Over US$ 100 billion of aid was given out around the world in 2011 (World Bank & IMF, 2012).To me this sheer amount of money illustrates the general global consensus that aid is a good thing. In this blog I will highlight the arguments for aid, and why it is still in use. Then I will give my own opinion on why this aid is in fact rarely helpful. Finally, I will look at the work of Dambisa Moyo and explore the further possibility that aid is actually detrimental to its recipients.
I will not deny aid being essential to saving lives in emergency situations. For example, the 192 doctors the UK government sent over after the 2010 Haiti Earthquake are reported to have treated 23,000 people for cholera (DFID, 2012). However, aid in its most frequent form flows to the most vulnerable communities on a day to day basis, supporting them with everyday life. Adverts of children with flies in their eyes can persuade us to fund such flows, seeing them as critical to the well beings of these peoples. Furthermore the promise of conditional aid where the local authorities are unable to govern in a non-democratic way, assures us that the money will be spent on the correct cause, and may even help improve political systems as well (Vernon, 2010).
These arguments for aid seem strong, particularly when we can see where the money is spent, yet there are also downfalls of aid that make me believe it is not always the best way forward. ‘Aid’ donations can be obstacles to local institutions, for example a local mosquito net seller my loose business when nets are given out for free, preventing the economy form stabilising itself. In such cases as providing mosquito nets, money is also being spent on reducing the impacts of an issue, rather than tackling the root causes, for example by giving out malaria vaccines, making it a more costly and less sustainable approach. Furthermore, even aid that is given in a more sustainable way still may not be desirable. Although the relationships between donor and recipient governments are often referred to as ‘partnerships’ it is clear that these relations, and in particular those involving conditional aid, are sometimes extremely unequal (Riddell, 2009). I would argue that countries and the people within them have the right to shape their own histories. Yet, to my mind the extent of interference of some donors can be compared to imperial ruling, which contrastingly goes against human rights and certainly presents aid as a bad thing.

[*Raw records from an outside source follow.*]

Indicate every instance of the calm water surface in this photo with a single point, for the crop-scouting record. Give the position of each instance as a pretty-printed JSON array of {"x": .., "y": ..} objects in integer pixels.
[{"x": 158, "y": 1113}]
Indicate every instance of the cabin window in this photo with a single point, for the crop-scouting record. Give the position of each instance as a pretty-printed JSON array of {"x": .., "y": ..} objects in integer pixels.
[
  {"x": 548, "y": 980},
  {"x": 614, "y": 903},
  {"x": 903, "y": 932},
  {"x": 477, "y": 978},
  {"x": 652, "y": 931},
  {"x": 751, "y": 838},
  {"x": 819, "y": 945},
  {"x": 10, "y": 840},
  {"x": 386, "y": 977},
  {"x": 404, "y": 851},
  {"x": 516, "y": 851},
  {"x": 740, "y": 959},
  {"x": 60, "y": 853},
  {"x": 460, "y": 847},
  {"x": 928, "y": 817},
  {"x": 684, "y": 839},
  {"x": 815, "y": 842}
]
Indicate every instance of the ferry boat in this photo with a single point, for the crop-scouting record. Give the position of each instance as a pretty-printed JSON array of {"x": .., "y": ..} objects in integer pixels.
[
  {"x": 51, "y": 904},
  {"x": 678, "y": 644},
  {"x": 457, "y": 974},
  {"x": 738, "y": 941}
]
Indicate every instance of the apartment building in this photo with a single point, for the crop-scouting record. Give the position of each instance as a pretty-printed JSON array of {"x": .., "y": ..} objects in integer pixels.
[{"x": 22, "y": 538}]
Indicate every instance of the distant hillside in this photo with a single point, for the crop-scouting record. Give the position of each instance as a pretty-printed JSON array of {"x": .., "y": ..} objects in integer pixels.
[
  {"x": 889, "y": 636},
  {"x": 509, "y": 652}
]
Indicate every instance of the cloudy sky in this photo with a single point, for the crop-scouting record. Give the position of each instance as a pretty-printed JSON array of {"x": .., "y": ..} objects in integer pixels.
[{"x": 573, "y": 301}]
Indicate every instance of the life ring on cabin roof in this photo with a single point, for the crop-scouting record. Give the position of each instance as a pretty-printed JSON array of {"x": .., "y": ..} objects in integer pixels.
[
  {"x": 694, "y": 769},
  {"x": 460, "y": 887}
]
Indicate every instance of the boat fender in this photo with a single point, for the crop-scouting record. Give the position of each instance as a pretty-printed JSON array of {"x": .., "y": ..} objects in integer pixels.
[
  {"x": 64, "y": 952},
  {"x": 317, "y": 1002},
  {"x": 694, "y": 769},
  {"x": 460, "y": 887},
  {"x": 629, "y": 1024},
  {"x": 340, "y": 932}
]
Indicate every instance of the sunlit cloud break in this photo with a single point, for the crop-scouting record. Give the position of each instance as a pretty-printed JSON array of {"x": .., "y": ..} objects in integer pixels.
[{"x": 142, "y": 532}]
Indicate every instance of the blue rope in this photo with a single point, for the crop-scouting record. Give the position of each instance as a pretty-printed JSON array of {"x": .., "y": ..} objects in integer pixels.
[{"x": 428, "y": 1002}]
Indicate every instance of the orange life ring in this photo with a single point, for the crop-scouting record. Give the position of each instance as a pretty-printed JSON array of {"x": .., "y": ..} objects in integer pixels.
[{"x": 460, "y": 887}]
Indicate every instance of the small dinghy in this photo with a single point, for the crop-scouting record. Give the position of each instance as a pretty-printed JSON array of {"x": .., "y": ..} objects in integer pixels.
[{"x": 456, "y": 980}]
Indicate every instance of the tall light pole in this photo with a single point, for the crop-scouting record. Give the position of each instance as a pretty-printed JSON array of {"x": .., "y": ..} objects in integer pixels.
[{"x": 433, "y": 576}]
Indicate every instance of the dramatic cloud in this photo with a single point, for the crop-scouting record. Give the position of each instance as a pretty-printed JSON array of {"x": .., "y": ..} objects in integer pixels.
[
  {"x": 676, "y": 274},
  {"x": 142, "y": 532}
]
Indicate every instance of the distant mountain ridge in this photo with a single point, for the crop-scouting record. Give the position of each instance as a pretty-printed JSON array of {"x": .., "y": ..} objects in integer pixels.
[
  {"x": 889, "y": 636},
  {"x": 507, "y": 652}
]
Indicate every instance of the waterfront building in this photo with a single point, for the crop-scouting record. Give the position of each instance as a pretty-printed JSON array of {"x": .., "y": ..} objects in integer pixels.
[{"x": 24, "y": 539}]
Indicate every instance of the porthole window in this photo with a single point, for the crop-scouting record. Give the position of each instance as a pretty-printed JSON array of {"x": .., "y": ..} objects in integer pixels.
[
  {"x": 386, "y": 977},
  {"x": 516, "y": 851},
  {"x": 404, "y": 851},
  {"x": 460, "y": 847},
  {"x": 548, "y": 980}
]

Dambisa Moyo is a Zambia-born economist and writer who urges a complete phase out of aid to African countries. Moyo highlights that the number of people living in poverty in Africa nearly doubled between 1981 and 2002, meaning that the average citizen living in the continent is now poorer than they were before. Moyo states that as aid continues to flow, the government does not need to raise taxes, and providing it pays the army, does not need to consider its unhappy citizens, making aid the ‘perfect way to keep an inefficient or simply bad government in power’ (Moyo, 2008). By this theory, dependency on aid prevents countries ameliorating their own markets and developing their own economy.
To watch one of Moyo’s contributions to TED please follow: http://www.ted.com/talks/dambisa_moyo_is_china_the_new_idol_for_emerging_economies.html
Overall, I believe aid is still essential in certain situations to provide emergency relief, however it is not the best means of development in the majority of situations. I believe the use of aid to initiate development is rarely effective or sustainable as it rarely helps the people to help themselves, and can even prevent this. Furthermore, employing conditional aid to coerce governments into acting in certain ways is in no way the right approach towards shifting policies, and focus should be put on shifting attitudes. Therefore although I disagree with Moyo that aid is a completely negative idea, I feel it should be phased out in places where it is not essential to make way for projects that better promote development.
DFID (2012) Haiti Earthquake – the UK response https://www.gov.uk/government/news/haiti-earthquake-the-uk-response last accessed 29.12.13
Gallafant, A. (2011) Further reading on China’s investment in Africa … and what it means in TED blogs http://blog.ted.com/2013/11/11/further-reading-on-china-investment-in-africa/ last accessed29.12.13
Moyo, D. (2008), ‘A Brief History of Aid’ in Dead Aid: Why Aid is Not Working and How there is Another Way for Africa, London: Penguin, pp10-28.
Riddell, R. (2009) Is aid working? Is this the right question to be asking? http://www.opendemocracy.net/roger-c-riddell/is-aid-working-is-this-right-question-to-be-asking last accessed 29.12.13
Vernon, P. (2009) Overseas development aid: is it working? http://www.opendemocracy.net/phil-vernon/overseas-development-aid-is-it-working 29.12.13
World Bank and International Monetary Fund (2012) Global Monitoring Report 2012: Food Prices, Nutrition, and the Millennium Development Goals, p147.